Alerj quer criar programa permanente de incentivo às manifestações culturais em favelas

novembro 19, 2019 /

As Comissões de Cultura, Trabalho e Especial da Juventude da Assembleia Legislativa do Estado do Rio de Janeiro (Alerj) e as Secretarias Estaduais de Cultura e de Desenvolvimento Social e Direitos Humanos defenderam nesta segunda-feira (18/11) a elaboração de um projeto de lei para a criação de um programa permanente de incentivo às manifestações culturais em favelas. O tema foi debatido em audiência pública realizada no Palácio Tiradentes.

O presidente do Conselho Estadual de Políticas Culturais, Jhonny Barroso, citou o exemplo do ‘Favela Criativa’, criado em 2011, e afirmou que o programa deveria ser uma política de estado constante. “O programa foi interrompido em 2017 e está voltando agora. O Favela Criativa é uma ação governamental e não uma política de fato. Se for criado um projeto de lei isso vai mudar porque será de fato um programa de estado permanente”, disse Jhonny. Ele afirmou ainda que a retomada do ‘Favela Criativa’ começou em junho deste ano através de uma amostra de cinema, com webséries e curta-metragens. O material, produzido por jovens da periferia, foi apresentado entre junho e agosto no Cine Odeon, no Centro da Cidade do Rio de Janeiro.

A presidente da Comissão Especial da Juventude da Alerj, deputada Dani Monteiro (Psol), afirmou que os jovens precisam do olhar e do fomento do governo para que possam enxergar a cultura periférica como fonte de emprego e renda. “A juventude do nosso estado é muito criativa e vem criando e articulando formas de sobrevivência por meio da cultura, mas precisamos pensar em soluções que trazem fortalecimento em territórios carentes”.
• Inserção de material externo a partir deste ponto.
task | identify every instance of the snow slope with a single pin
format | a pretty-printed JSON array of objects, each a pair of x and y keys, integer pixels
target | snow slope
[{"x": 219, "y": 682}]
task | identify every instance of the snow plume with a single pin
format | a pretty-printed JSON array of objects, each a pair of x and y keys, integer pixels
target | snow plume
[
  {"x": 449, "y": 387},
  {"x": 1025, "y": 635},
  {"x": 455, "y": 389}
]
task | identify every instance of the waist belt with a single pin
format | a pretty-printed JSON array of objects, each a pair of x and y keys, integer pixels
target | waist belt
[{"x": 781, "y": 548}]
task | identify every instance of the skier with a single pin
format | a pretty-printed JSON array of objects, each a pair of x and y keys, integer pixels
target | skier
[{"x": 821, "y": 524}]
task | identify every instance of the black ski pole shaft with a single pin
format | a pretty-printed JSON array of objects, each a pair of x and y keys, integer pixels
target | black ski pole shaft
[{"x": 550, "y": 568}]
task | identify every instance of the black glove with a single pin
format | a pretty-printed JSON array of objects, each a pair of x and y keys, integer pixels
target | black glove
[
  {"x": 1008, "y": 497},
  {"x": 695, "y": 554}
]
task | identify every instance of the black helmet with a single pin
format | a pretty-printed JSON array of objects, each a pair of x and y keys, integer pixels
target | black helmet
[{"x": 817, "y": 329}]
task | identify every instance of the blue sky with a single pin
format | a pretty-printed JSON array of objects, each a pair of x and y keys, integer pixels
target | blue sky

Além de uma política de estado permanente na esfera cultural, a parlamentar ressaltou ainda que pretende criar um grupo de trabalho entre as comissões e os segmentos de cultura do estado para que leis existentes passem a ser cumpridas. “Há a lei do funk enquanto manifestação cultural, que também gera emprego e renda no estado. Então de alguma forma precisamos fazer valer essas leis. O trabalho será de socializar o que já existe e construir novas proposições”, salientou a deputada.

Preconceito

A pesquisadora da UFF, Bianca Toledo, afirmou que há um preconceito em relação às manifestações culturais em territórios carentes. “As próprias esferas governamentais não consideram hip hop e funk como cultura. As rodas de rima em comunidades gera novas perspectivas profissionais para os jovens da favela ser um MC (Mestre de Cerimônia) ou produtor cultural. Então temos que pensar em medidas que possibilitem a juventude em ver a cultura como fonte de trabalho e capacitar esses jovens para participação de editais por exemplo”, destacou.

O presidente do Conselho Estadual de Políticas Culturais, Jhonny Barroso, acrescentou que, devido a esse preconceito, atualmente os equipamentos culturais estão concentrados na elite carioca. “Há outro lado além do Centro e da Zona Sul. A secretaria de cultura está em articulação com movimentos periféricos, em especial funk e rodas culturais, além de uma articulação com a PM porque para haver fomento à cultura em territórios carentes é necessário ter segurança pública”, concluiu.

Também participaram da audiência pública a subsecretária estadual de Desenvolvimento Social e Direitos Humanos, Raquel Borges; o representante da secretaria estadual de Cultura, José Augusto Cardoso; o conselheiro tutelar Jota Marques, e o presidente do Conselho Estadual da Juventude do Rio de Janeiro, Maicon Cruz.